A wildlife officer found the horns of the 10-year-old ram two weeks ago while on a routine check in the area of a reclaimed coal mine.

"It's unique to find one this big for sure," said Alberta Fish and Wildlife officer Neil Brad. "We've had some very large rams found in that location. It shows that the big horn sheep genetics in this area are very good."

The ram likely died from this year's severe winter as sheep normally live around 14 years, he said.

The horns, weighing about 18 kilograms, must be left to dry for a couple of months before they can be officially measured, he said. 

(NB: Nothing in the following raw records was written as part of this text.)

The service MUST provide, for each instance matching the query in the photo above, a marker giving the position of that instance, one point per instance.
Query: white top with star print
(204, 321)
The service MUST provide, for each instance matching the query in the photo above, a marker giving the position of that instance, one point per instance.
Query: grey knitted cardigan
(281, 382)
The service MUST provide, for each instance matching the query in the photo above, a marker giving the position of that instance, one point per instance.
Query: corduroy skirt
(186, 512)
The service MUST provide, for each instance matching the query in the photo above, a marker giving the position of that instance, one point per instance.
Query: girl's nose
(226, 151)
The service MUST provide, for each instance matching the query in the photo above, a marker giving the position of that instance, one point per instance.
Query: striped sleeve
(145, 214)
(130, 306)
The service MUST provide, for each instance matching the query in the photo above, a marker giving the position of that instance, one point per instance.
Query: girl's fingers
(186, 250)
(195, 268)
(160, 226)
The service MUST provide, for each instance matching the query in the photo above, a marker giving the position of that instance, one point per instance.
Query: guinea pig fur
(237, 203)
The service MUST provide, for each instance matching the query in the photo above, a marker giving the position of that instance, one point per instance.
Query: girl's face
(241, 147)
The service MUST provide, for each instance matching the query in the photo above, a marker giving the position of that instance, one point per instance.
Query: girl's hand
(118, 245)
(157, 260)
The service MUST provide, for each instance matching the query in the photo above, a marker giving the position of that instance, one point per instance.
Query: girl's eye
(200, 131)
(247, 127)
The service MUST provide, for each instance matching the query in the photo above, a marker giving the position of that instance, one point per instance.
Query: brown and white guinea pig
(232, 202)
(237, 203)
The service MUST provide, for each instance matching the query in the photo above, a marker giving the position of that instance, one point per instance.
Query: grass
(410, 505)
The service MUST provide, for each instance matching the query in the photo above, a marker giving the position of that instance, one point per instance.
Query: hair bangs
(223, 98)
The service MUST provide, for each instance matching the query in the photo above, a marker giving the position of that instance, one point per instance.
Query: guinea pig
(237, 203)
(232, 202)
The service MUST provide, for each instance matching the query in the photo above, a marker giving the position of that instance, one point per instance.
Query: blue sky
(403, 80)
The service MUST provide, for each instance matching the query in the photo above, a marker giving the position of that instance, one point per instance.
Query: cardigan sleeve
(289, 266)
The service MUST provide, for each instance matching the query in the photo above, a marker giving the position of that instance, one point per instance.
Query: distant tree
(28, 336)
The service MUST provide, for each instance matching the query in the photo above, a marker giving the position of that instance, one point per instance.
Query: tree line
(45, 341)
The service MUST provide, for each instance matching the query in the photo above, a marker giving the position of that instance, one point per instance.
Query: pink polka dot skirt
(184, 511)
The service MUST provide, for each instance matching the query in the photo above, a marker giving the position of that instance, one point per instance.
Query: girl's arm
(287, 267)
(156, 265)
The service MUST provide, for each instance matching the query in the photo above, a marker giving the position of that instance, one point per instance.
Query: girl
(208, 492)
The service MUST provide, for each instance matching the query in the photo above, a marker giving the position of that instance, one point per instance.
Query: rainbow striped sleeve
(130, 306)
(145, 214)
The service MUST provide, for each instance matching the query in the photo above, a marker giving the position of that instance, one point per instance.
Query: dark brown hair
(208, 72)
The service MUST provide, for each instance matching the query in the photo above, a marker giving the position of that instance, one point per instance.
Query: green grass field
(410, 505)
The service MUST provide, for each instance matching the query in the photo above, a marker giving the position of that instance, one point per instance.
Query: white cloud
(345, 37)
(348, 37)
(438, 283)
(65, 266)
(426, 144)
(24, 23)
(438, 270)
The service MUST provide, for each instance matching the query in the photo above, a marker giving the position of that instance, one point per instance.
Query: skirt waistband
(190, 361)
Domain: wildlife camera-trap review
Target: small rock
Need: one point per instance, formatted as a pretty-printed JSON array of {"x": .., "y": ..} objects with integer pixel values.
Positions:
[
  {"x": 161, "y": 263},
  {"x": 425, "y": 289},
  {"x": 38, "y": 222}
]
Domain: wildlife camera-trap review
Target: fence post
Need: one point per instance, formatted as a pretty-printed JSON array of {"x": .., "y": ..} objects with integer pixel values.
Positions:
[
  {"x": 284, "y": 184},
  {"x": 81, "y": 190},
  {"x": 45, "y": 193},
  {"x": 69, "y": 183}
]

A preliminary measurement puts the horns almost two centimetres over the score of the current world-record holder — a set belonging to a bighorn shot by a hunter in Alberta in 2000.

The horns, now provincial property, will eventually be on display in a museum or the lobby of a government building.

Bighorn sheep, Alberta's official animal, are plentiful near the Rocky Mountains and frequently can be found feeding near Highway 16 heading into Jasper National Park.

During mating season, the male rams rear up on their hind legs and charge at each other, smashing their horns together in a competition over breeding rights.

Hinton is about 300 kilometres west of Edmonton.